Umar Khan gives a flavour of how the election went.
The voting officially stopped at 8pm last night in . . .[restrict]most of the polling stations with only the voters present inside the centre being allowed remain and to vote. But in a few time was extended mainly because of the logistical problems and also because of the disruptions in the east made by the federalists that delayed the start of voting.
The people in Tripoli were celebrating right from the morning as the voting there went ahead without any troubles. The turnout in and around the capital was massive, with majority of the voters lined up even before the polling stations opened. The staff at the polling stations were very friendly and accommodated the voters in a very competent organised way.
Monitors and observers from local and international organisations were present in large numbers throughout the country and visited the remote towns to establish a good view of how the whole process went ahead. The voting process was said to be smooth across the country other than the 24 of the total 1554 polling stations that did not manage to operate yesterday.
The atmosphere in different towns and cities such as Misrata, Ghadames, Rigdaleen, Tarhouna and Al-Jmail was ecstatic after the voting ended. The people were driving to the main squares in their respective towns to celebrate. According to Abdullah Awayeb, a university student from Misrata who fought in the last year’s revolution, “it is very empowering for the people to be able to elect their representatives but they’re actually happy to be able to make the martyrs proud by not wasting any time going straight to elections in record time.”
The town of Zawiya also celebrated in style by distributing sweets and juices in the main square where many were killed by Qaddafi forces in early March last year, gathering in large numbers. Many of the voters then drove all the way to the Martyrs Wquare in Tripoli to be part of the historic celebrations there.
The mood in Benghazi had been very guarded at first but soon after the polling centres wer disrupted in few areas in the city and in Ajdabia, west to Benghazi, people came out in full force to protect, what they have for so long called the revolution of the martyrs of Abu Salim. As Abdusalam Shirqavi, Benghazi resident and a revolutionary fighter said, “the federalists have never been popular in Benghazi but people never really felt like responding to them but today when they threatened the unity of the country and the very fibre of the revolution, people came out to protect it themselves”.
Benghazi started to celebrate once it was established that the whole region was exercising its right to vote. Voters gathered in the Tahrir Square to celebrate the elections and the martyrs who sacrificed their lives for this day. The people were happy but emotional, acknowledging the sacrifices of those who had died.

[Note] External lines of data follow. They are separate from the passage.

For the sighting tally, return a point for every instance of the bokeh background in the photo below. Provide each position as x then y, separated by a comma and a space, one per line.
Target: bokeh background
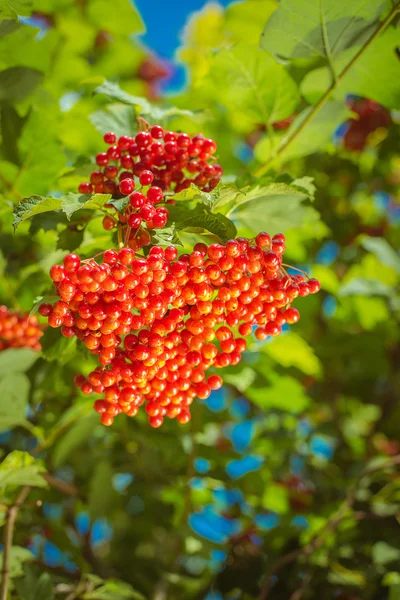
289, 451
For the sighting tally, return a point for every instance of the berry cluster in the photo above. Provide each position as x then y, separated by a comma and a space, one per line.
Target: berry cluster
168, 162
371, 116
19, 330
158, 324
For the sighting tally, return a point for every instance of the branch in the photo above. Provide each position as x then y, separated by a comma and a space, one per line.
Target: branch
330, 525
322, 101
10, 519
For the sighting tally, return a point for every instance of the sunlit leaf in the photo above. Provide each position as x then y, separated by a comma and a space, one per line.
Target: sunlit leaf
306, 28
73, 202
248, 79
14, 392
291, 350
361, 79
20, 468
34, 205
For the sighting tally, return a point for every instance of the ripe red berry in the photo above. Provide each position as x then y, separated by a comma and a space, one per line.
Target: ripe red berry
157, 132
110, 138
146, 177
154, 194
108, 223
85, 188
126, 187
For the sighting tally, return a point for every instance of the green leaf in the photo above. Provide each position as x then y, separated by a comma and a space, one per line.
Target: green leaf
14, 392
101, 492
340, 575
119, 118
47, 222
394, 593
16, 83
114, 589
243, 22
231, 198
272, 207
248, 80
241, 379
194, 193
20, 468
166, 236
316, 134
40, 300
44, 588
291, 350
156, 113
382, 250
201, 220
17, 359
56, 347
392, 578
284, 393
18, 556
15, 7
383, 553
365, 287
78, 435
34, 205
11, 124
361, 79
70, 239
309, 28
120, 204
276, 498
114, 92
73, 202
42, 162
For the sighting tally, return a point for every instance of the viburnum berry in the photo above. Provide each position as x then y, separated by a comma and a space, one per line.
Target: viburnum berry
19, 330
158, 323
110, 138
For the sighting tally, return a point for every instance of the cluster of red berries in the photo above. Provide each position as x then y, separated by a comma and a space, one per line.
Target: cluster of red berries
168, 162
158, 324
19, 330
371, 116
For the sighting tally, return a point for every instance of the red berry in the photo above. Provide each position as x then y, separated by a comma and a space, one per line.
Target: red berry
146, 177
157, 132
154, 194
85, 188
108, 223
110, 138
126, 187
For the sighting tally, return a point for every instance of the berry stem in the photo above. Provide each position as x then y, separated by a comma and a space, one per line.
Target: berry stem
323, 100
296, 269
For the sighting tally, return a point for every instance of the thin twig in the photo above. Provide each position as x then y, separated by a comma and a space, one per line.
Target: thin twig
8, 537
330, 525
322, 101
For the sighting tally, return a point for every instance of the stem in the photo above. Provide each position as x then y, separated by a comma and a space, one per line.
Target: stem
330, 526
328, 52
270, 131
8, 536
322, 101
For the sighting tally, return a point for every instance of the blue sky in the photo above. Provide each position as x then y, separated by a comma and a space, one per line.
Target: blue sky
165, 20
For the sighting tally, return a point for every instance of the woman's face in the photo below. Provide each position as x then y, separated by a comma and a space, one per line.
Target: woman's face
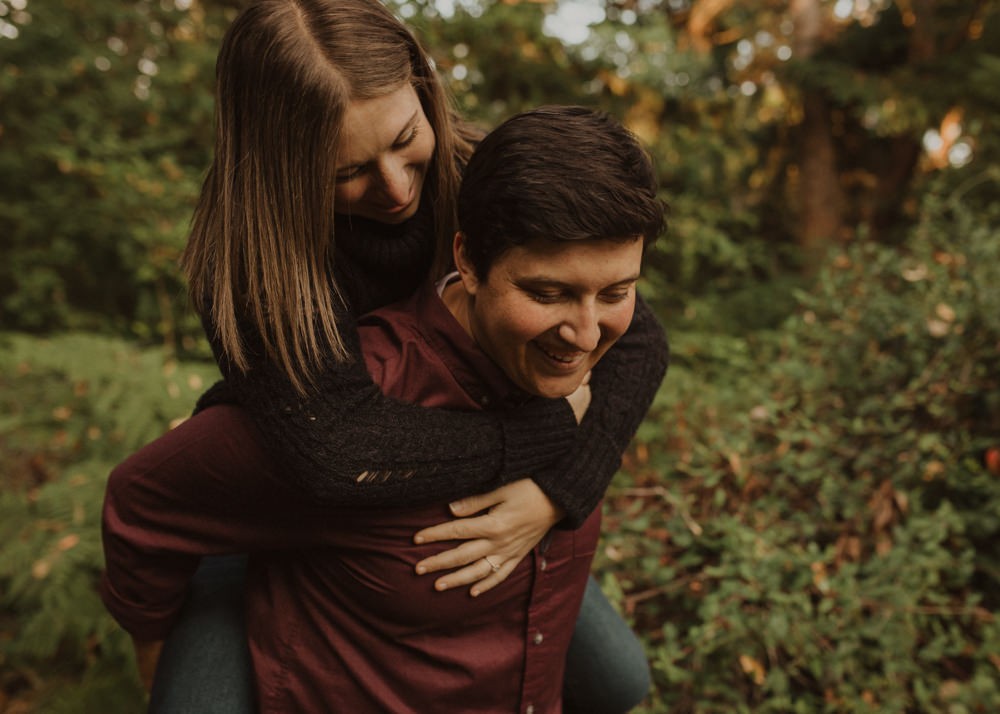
383, 156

The atmosphere in Tripoli was electrifying, the people started celebrating as soon as they voted and the celebrations continued late in the night. Martyrs Square was the centre of all the celebrations with people pouring in not only from cross the capital but from many towns around. People came from as far as Zintan, Zliten, Tarhouna, Zawiya and Gharian to celebrate.
One of the main chants used in the martyrs square was, “7/7 (Election Day) happened from the martyrs blood”.
The coastal highway as well as the two main roads into Tripoli from Gurgi and Gargaresh were blocked with traffic. Local residents were out on the streets distributing sweets and spraying rose water on the vehicles passing by. Not since the 17 February anniversary celebration earlier this year have emotions been so high. The mixed crowd of men and women driving down the main roads honking horns, flashing their ‘inked’ fingers, waving flags and chanting ‘Takbeers’ (God is Great).
The participation of women, in last night’s celebration, in such large numbers was unprecedented but not a complete surprise. Women have been part of all the celebrations since the liberation, but their doing so independently, till late night, was certainly an encouraging trend.
Regardless of who wins a majority in the elections, Libyans overcame the challenge with such maturity that the unity of the country was preserved. As Sheikh Salah, an aeronautical engineer, said after voting for a religious party, “I’m not overly excited in knowing who will lead the country now, for me it’s assuring enough that it won’t be Qaddafi”.